There's been a lot of debate around the internet over the past week after Warren Buffett wrote an op-ed in the New York Times saying squillionaires like him should pay more taxes. Needless to say I agree with him, but rather than deliver the whole rant now I want to focus on one thing I only realised after becoming a financial journalist: corporate taxes just aren't that big a deal to most companies.
You'd never know it from the volume of bleating that most of the media feels duty-bound to print, but the total corporate tax bill of the average company comes to just a few percent of their revenues. Look down an income statement and this becomes obvious: before paying corporation tax, a company must first pay wages; materials; rent and energy costs; administration bills; depreciation and amortisation; and interest on loans.
By way of illustration, these are the profit margins of American industry sectors in the first three months of this year. The numbers in the first column are the percentages of revenues on which corporate taxes are charged. Given that the top rate of US corporate tax is 35%, it's fairly simple maths to show that the healthcare sector is the only one where corporate taxes come to more than 5% of revenues.
Companies are duty-bound to raise the returns to their shareholders, and clearly cutting corporate taxes lifts the level of net profits which accrue to shareholders as equity and dividends. So I can understand why companies harp on about this, and why it's a major theme for business lobby groups.
But I can't understand why everyone else, from media to government, takes it so seriously. Look at the raw numbers: even in the case of the healthcare sector, cutting US corporate taxes by a massive 10 percentage points would add just 1.5% of revenues to shareholders' funds. Such a tax cut would be seen as a huge win for "business" and a huge defeat for "big government", but a company that grew its revenues by just 1.5% in a given year (or that failed to turn those higher revenues into net profits) would likely be seen as performing pretty poorly.

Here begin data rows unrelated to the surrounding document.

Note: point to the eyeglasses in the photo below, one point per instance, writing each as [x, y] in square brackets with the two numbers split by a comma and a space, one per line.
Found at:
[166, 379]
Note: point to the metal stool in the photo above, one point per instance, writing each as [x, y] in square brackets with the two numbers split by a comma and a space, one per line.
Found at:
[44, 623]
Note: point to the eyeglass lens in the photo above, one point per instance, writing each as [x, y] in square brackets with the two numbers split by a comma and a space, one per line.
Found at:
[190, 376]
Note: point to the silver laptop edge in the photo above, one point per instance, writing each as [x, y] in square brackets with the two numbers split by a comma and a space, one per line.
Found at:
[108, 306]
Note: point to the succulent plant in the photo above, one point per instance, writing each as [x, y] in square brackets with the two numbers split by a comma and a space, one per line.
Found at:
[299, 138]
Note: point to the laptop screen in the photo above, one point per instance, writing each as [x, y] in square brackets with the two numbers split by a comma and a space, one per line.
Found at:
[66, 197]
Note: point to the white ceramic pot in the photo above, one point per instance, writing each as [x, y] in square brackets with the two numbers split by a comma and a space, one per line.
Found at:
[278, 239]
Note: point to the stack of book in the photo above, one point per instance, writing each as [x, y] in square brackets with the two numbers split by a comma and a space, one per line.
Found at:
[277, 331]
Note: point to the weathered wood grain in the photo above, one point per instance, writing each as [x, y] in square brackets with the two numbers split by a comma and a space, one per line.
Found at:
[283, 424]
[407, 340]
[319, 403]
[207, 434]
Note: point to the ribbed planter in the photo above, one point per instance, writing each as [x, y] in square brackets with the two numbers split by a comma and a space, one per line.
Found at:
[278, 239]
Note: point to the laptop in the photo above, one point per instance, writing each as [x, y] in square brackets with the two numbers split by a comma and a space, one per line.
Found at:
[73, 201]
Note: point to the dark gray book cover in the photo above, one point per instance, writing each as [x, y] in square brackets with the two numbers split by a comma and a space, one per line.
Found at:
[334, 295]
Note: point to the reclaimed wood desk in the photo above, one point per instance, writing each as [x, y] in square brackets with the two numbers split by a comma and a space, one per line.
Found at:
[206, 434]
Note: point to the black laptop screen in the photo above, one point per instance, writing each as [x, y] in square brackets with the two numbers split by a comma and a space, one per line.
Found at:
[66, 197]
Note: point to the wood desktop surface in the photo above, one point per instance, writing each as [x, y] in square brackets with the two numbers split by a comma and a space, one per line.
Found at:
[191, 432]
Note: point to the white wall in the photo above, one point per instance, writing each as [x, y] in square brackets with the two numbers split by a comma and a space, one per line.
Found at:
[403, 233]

Keeping costs down is hard, but the things that managers can do on improving productivity, or marketing, or purchasing and supply chain management, or financing, or jobs and wages are much more important to shareholders' returns than the rate of corporate tax.
Obviously there's a separate argument that's made about payroll taxes, such as National Insurance and Superannuation. These are basically part of the wage bill and as such do make up a bigger part of business costs.
But I assume that even business lobbies realise that a dystopia where the old, infirm and unemployed must depend on their own savings or charity rather than receiving some measure of support from the state isn't a viable or attractive vision of the future.
So it's basically a question of whether the tax costs to support social spending are going to be added to personal income taxes or payroll taxes. Move them to personal income tax, and companies will save on payroll tax but have to sharply increase salaries to make up for the fact that their employees are suddenly having to directly pay for this stuff. What you give with one hand, you have to take away with the other.
Either way, wage bills would wind up pretty similar unless you're planning to hide a sharp deterioration in public services inside some slightly arcane issues of accounting and fiscal budgeting.